ISRO froze the Chandrayaan 2 countdown at 56 minutes and 24 seconds to launch after a technical snag was noticed reportedly when the cryogenic fuel was being loaded.


Updated:July 15, 2019, 12:33 PM IST
Chandrayaan 2 Launch Aborted After Technical Snag During Cryogenic Fuelling, ISRO to Give New Date
In this picture released by ISRO on July 11, 2019, the GSLV Mk 3 is seen at the second launch pad ahead in Sriharikota. (ISRO/PTI Photo)

Sriharikota (Andhra Pradesh): In an anti-climax of sorts, Chandrayaan 2, India's second mission to the moon, was called off in the early hours of Tuesday after the Indian Space Research Organisation (ISRO) encountered a technical snag.
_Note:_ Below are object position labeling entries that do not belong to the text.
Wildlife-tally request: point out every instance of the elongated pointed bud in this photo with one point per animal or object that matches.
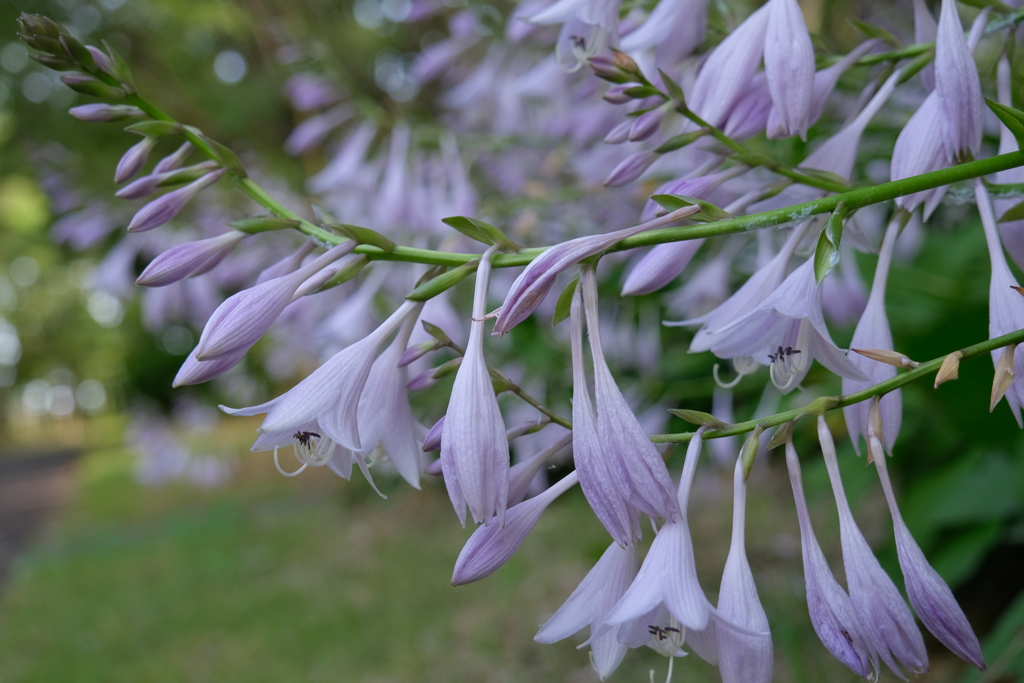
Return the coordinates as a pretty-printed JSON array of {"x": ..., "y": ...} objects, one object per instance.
[
  {"x": 949, "y": 369},
  {"x": 1004, "y": 376}
]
"A technical snag was observed in launch vehicle system at 1 hour before the launch. As a measure of abundant precaution, #Chandrayaan2 launch has been called off for today. Revised launch date will be announced later," ISRO tweeted.

The snag was reportedly noticed when the cryogenic fuel was being loaded.

"The technical snag was noticed during the cryogenic fuel was being loaded. We have to approach the vehicle to assess the problem. First, we have to empty the fuel loaded in the rocket, then the rocket will be taken back for further investigation," news agency IANS quoted a source as saying.

"This process will take 10 days after that only we can decide on the launch schedule," the source said.

The lift-off of the three-component spacecraft weighing 3,850 kg and comprising an orbiter, the lander and the rover was scheduled for 2:51 am from the Satish Dhawan Space Centre. However, the countdown was held back with 56.24 minutes to go for the launch.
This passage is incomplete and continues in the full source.